THE government has expressed its dismay at Air Tanzania Company Limited (ATCL) as regards tenders and budgetary planning for renovation of its defunct airplane services’ workshop at Kilimanjaro International Airport (KIA).
Deputy Minister for Transport and Communications, Atashasta Nditiye, who toured the workshop on Thursday, said he was not happy with the decision to issue different tenders, with one of renovating the floor, roof and toilets costing a whopping 624m/-.
The minister said there was no reason for ATCL to split the tenders and he did not see how the first tender could cost so much money, yet ATCL management and its board of directors seemed not to be serious in following up of the renovation that was in final stages, leaving many areas untouched.
He unveiled that the plan was to start services of ATCL planes this February, something he ruled out, since other tenders had not even been floated, let alone start of the work. He said it would have been better if ATCL floated a general tender for the whole thing and even if it cost 2bn/- work would be going well and finished on time.
“This (workshop) has been handed to a private company, but not it is back to the government.

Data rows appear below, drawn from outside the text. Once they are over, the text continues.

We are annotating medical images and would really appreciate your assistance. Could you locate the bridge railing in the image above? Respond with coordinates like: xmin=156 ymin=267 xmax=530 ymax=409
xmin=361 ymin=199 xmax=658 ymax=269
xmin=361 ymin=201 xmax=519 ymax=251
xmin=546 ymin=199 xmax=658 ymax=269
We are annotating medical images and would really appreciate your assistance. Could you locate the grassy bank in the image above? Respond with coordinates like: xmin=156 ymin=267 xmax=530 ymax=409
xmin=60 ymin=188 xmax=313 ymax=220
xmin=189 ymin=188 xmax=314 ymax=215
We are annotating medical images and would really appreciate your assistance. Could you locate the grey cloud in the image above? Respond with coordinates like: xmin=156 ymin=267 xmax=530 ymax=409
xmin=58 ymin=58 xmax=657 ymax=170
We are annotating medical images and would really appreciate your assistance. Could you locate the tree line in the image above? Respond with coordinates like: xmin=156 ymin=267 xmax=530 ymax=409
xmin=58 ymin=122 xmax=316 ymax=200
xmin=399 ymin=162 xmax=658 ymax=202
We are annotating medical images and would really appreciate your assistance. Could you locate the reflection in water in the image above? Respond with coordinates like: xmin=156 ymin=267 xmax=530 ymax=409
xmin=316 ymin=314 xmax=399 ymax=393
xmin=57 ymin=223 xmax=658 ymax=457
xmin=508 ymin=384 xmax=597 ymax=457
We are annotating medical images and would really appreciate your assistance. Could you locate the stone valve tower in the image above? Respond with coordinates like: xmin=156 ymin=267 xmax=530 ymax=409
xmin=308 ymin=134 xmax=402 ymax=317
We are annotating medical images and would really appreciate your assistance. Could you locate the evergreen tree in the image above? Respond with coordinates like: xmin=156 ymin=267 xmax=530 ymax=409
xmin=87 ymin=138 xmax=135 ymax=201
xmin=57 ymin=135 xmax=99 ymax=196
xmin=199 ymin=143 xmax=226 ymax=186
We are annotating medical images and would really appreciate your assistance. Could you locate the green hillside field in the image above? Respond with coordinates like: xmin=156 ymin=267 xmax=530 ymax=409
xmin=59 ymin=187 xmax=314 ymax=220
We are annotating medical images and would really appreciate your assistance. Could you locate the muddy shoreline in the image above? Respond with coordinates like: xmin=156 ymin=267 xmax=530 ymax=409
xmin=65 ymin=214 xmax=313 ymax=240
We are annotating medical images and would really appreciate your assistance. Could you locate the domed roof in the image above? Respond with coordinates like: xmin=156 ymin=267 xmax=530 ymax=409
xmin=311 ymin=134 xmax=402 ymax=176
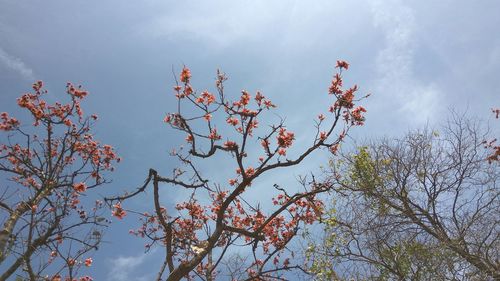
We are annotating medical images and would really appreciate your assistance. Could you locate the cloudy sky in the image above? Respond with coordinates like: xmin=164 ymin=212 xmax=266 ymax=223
xmin=0 ymin=0 xmax=500 ymax=280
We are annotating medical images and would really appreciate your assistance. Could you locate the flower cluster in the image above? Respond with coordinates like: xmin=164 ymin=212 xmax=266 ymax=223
xmin=0 ymin=112 xmax=19 ymax=131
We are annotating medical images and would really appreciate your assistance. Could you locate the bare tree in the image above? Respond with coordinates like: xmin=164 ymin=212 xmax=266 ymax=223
xmin=105 ymin=61 xmax=366 ymax=280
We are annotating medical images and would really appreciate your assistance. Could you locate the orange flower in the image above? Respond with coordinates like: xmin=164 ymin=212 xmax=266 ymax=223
xmin=112 ymin=203 xmax=127 ymax=220
xmin=73 ymin=182 xmax=87 ymax=193
xmin=181 ymin=67 xmax=191 ymax=83
xmin=336 ymin=60 xmax=349 ymax=70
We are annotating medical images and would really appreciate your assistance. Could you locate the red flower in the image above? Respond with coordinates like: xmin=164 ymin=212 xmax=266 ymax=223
xmin=181 ymin=67 xmax=191 ymax=83
xmin=112 ymin=203 xmax=127 ymax=220
xmin=276 ymin=128 xmax=295 ymax=148
xmin=336 ymin=60 xmax=349 ymax=70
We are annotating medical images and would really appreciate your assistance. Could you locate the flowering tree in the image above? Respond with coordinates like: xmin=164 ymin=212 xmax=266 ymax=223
xmin=0 ymin=81 xmax=119 ymax=281
xmin=484 ymin=108 xmax=500 ymax=163
xmin=107 ymin=61 xmax=366 ymax=280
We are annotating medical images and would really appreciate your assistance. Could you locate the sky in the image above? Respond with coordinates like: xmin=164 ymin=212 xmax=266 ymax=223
xmin=0 ymin=0 xmax=500 ymax=281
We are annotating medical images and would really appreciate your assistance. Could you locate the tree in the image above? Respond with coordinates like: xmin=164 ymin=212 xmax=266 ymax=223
xmin=108 ymin=61 xmax=366 ymax=280
xmin=309 ymin=114 xmax=500 ymax=280
xmin=0 ymin=81 xmax=119 ymax=281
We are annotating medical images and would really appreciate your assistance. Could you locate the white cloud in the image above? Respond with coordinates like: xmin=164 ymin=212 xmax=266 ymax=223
xmin=372 ymin=0 xmax=441 ymax=123
xmin=108 ymin=254 xmax=146 ymax=281
xmin=0 ymin=48 xmax=34 ymax=80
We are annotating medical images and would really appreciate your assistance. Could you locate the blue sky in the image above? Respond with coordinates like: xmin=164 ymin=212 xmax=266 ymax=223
xmin=0 ymin=0 xmax=500 ymax=280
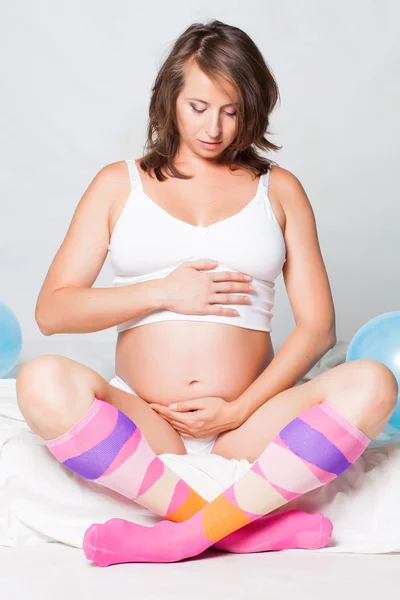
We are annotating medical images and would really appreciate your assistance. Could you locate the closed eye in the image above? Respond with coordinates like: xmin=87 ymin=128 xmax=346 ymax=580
xmin=190 ymin=104 xmax=236 ymax=117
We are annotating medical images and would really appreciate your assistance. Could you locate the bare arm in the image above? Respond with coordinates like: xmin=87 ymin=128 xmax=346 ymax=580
xmin=232 ymin=167 xmax=336 ymax=423
xmin=35 ymin=161 xmax=163 ymax=335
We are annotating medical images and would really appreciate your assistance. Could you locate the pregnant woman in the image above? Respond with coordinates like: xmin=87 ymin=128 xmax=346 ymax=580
xmin=17 ymin=21 xmax=397 ymax=565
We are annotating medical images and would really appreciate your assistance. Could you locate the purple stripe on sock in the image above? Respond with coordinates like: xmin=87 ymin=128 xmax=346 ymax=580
xmin=279 ymin=418 xmax=352 ymax=475
xmin=63 ymin=411 xmax=136 ymax=479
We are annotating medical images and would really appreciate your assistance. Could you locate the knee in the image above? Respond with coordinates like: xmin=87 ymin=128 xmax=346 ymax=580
xmin=350 ymin=359 xmax=399 ymax=415
xmin=16 ymin=354 xmax=63 ymax=413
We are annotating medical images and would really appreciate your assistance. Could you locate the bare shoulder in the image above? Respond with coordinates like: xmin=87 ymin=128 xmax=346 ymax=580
xmin=269 ymin=165 xmax=312 ymax=237
xmin=95 ymin=160 xmax=130 ymax=237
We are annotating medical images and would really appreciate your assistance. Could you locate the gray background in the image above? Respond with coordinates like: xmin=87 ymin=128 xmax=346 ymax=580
xmin=0 ymin=0 xmax=400 ymax=345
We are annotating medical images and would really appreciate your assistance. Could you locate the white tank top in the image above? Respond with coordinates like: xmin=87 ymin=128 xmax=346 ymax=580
xmin=108 ymin=159 xmax=286 ymax=333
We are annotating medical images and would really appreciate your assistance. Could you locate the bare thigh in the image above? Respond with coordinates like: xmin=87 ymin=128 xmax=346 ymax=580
xmin=212 ymin=359 xmax=398 ymax=462
xmin=16 ymin=354 xmax=186 ymax=454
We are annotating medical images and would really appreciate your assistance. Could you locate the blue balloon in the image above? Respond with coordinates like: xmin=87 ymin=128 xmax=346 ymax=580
xmin=346 ymin=311 xmax=400 ymax=433
xmin=0 ymin=302 xmax=22 ymax=377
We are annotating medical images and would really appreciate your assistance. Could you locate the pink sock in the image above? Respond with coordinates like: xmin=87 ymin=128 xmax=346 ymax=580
xmin=83 ymin=402 xmax=370 ymax=566
xmin=214 ymin=509 xmax=333 ymax=554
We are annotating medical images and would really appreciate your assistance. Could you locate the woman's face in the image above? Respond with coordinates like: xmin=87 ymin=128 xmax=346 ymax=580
xmin=176 ymin=63 xmax=237 ymax=162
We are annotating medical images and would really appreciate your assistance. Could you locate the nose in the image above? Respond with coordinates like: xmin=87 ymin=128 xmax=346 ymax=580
xmin=206 ymin=112 xmax=221 ymax=141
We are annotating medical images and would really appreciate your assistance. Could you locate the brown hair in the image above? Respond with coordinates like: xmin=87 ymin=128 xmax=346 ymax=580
xmin=140 ymin=19 xmax=281 ymax=181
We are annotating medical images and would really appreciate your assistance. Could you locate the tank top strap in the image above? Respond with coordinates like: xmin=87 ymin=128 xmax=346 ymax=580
xmin=125 ymin=158 xmax=141 ymax=191
xmin=261 ymin=167 xmax=271 ymax=190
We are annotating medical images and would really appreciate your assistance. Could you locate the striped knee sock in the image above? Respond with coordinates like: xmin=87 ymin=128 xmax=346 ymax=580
xmin=83 ymin=402 xmax=370 ymax=566
xmin=46 ymin=398 xmax=331 ymax=552
xmin=46 ymin=398 xmax=207 ymax=522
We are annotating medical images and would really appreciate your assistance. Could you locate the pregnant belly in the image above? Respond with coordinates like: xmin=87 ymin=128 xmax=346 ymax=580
xmin=115 ymin=321 xmax=273 ymax=405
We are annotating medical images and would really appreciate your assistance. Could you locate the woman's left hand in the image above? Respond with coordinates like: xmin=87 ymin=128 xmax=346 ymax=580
xmin=150 ymin=396 xmax=241 ymax=438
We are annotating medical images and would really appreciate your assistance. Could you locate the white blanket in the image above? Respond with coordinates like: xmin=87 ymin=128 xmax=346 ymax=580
xmin=0 ymin=344 xmax=400 ymax=553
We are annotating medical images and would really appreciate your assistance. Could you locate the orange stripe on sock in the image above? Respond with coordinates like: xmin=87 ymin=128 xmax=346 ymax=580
xmin=203 ymin=495 xmax=250 ymax=542
xmin=165 ymin=488 xmax=208 ymax=523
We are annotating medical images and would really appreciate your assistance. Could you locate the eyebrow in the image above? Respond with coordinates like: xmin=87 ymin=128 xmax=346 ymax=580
xmin=188 ymin=98 xmax=238 ymax=108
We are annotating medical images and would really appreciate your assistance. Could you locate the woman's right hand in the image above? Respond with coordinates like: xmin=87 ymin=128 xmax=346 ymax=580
xmin=162 ymin=259 xmax=252 ymax=316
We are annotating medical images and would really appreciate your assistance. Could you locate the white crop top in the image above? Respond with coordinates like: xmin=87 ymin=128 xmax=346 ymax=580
xmin=108 ymin=159 xmax=286 ymax=333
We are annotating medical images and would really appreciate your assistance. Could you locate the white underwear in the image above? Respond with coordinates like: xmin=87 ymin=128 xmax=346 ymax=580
xmin=108 ymin=375 xmax=218 ymax=456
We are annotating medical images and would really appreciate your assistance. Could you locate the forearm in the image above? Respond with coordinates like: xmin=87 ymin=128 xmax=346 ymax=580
xmin=35 ymin=279 xmax=165 ymax=335
xmin=234 ymin=325 xmax=336 ymax=423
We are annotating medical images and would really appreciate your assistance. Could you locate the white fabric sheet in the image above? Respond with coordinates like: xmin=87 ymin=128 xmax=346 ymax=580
xmin=0 ymin=345 xmax=400 ymax=553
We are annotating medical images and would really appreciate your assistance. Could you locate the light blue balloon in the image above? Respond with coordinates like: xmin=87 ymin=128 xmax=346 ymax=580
xmin=346 ymin=311 xmax=400 ymax=438
xmin=0 ymin=301 xmax=22 ymax=377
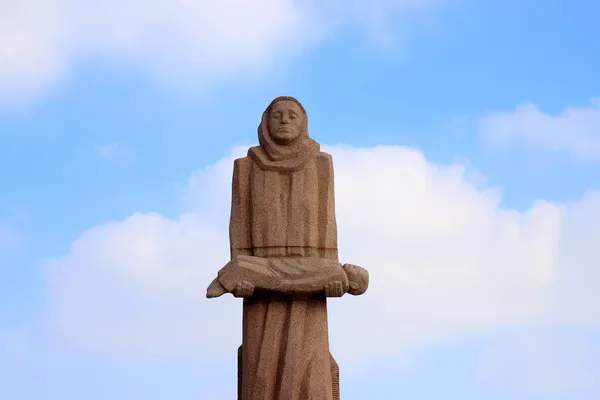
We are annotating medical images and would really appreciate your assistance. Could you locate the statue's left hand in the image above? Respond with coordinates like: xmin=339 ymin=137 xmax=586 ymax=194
xmin=231 ymin=281 xmax=254 ymax=297
xmin=325 ymin=281 xmax=346 ymax=297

It is strategically an important infrastructure as a workshop for servicing our aircraft, but I can say the ATCL management must be serious in the way it handles tenders and follows up the renovation.
“They (senior) officers do not inspect, instead they send some other people. There was no logic to separate the tenders and I cannot see how this one (renovation of the floor, roof that leaks and toilets cost such sum of money,” he said, calling on the board and ATCL management to pull up their socks and make necessary amends, vowing to make a thorough follow-up on the use of money issued.
He said all that had been done up to now meant to cause a loss to the government. Workshop Renovation Project Manager, Hamisi Kazimoto said they would complete their portion of renovation as planned, avoiding many questions from the minister and Kilimanjaro Regional Commissioner, Anna Mghwira and Kilimanjaro Regional Administrative Secretary Faith Amour, saying such subjects were not part of his contract.
Engineer Nditiye said there was still much to be done in the tender to be floated, as the building needed full refurbishment in the rooms upstairs used as offices, classes for the aviation university being set up, pumping, hydrogen room, lightning as well as the whole plumbing system.
He was not happy to see most rooms were dirty, with dust and cobwebs, filthy glass and many rooms and places partly dark, asking why could not the contractor purchase even some 5,000/- bulbs or tube lights from the money they were given and clean the area.
He was, however, impressed by the way Tanzania Civil Aviation Authority (TCAA) was working on its radar installation at Mwalimu Julius Nyerere International Airport (JNIA) and KIA. He toured JNIA on Wednesday before going to KIA.
TCCIA Manager at KIA, Elizabeth Sangawe said the work was almost 90 per cent accomplished, including the radar tower, equipment rooms and the guide booth. She unveiled that installing the radar at KIA was pertinent as the airfield was near Mount Kilimanjaro and Mount Meru.